There were 440 households, of which 36.6% had children under the age of 18 living with them, 30.9% were married couples living together, 31.1% had a female householder with no husband present, 6.8% had a male householder with no wife present, and 31.1% were non-families. 28.6% of all households were made up of individuals, and 8.4% had someone living alone who was 65 years of age or older. The average household size was 2.72 and the average family size was 3.34.

The median age in the city was 36.2 years. 28% of residents were under the age of 18; 9.3% were between the ages of 18 and 24; 22.7% were from 25 to 44; 28.6% were from 45 to 64; and 11.5% were 65 years of age or older. The gender makeup of the city was 45.4% male and 54.6% female.

===2000 census===
As of the census of 2000, there were 1,081 people, 402 households, and 272 families living in the city. The population density was 2,244.1 PD/sqmi. There were 432 housing units at an average density of 896.8 /sqmi. The racial makeup of the city was 21.83% White, 76.13% African American, 0.09% Native American, 0.09% Asian, 0.28% from other races, and 1.57% from two or more races. Hispanic or Latino of any race were 0.37% of the population.

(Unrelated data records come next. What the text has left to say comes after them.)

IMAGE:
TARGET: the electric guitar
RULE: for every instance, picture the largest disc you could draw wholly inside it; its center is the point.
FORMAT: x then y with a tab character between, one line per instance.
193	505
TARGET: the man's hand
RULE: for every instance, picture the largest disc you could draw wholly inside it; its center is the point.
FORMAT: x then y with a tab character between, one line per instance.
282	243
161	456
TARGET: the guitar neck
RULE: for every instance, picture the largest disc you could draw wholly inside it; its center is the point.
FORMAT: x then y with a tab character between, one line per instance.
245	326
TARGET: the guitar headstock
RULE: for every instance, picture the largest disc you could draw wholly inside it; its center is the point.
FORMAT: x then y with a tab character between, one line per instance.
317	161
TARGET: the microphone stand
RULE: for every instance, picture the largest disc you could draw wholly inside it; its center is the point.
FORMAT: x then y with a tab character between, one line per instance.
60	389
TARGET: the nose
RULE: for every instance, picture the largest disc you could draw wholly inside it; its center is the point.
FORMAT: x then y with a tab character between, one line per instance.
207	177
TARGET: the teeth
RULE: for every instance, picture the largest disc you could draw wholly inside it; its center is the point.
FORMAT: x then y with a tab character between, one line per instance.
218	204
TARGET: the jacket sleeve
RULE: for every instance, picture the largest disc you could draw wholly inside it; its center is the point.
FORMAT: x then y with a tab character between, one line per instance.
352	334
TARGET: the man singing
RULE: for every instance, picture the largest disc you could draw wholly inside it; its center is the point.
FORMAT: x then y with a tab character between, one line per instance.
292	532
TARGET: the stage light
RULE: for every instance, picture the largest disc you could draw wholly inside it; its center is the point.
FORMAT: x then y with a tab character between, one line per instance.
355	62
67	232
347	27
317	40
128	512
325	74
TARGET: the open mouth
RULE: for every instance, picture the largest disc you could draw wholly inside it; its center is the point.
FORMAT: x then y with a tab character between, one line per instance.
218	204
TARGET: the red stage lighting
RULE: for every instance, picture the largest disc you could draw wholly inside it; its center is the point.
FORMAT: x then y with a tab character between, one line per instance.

There were 402 households, out of which 30.1% had children under the age of 18 living with them, 39.6% were married couples living together, 24.6% had a female householder with no husband present, and 32.1% were non-families. 25.4% of all households were made up of individuals, and 8.7% had someone living alone who was 65 years of age or older. The average household size was 2.69 and the average family size was 3.26.

In the city the age distribution of the population shows 27.8% under the age of 18, 9.3% from 18 to 24, 27.1% from 25 to 44, 25.3% from 45 to 64, and 10.6% who were 65 years of age or older. The median age was 36 years. For every 100 females, there were 84.5 males. For every 100 females age 18 and over, there were 75.9 males.

The median income for a household in the city was $42,727, and the median income for a family was $47,250. Males had a median income of $35,893 versus $23,500 for females. The per capita income for the city was $20,847. About 10.1% of families and 10.4% of the population were below the poverty line, including 12.9% of those under age 18 and 18.2% of those age 65 or over.

==Police Services and Municipal Court==
Cool Valley contracts police services from neighboring Normandy Police Department.

For the fiscal year ending September 30, 2013, Cool Valley has General Revenue of $1,259,770, $652,979 or 55% of which came from fines and fees collected by its Municipal Court. Using its population of 1,196 people from the 2010 Census, the Municipal Court collected $545.99 per person.

==Economy==
In 2007 Express Scripts opened its new world headquarters on the grounds of the University of Missouri–St. Louis. The company employs about 4,500 in the area, with most of its employees to be in a new 220,000-square-foot building. Two other buildings for employees also exist. The company plans expansion to add another 1,500 employees over the next five years contingent on state and local tax incentives, with the new building a $56 mil. project that could start later in 2013, and be completed by early 2015.

==Education==
Ferguson-Florissant School District serves the city. Cool Valley Elementary School is in Cool Valley.

There is University of Missouri–St. Louis property in Cool Valley.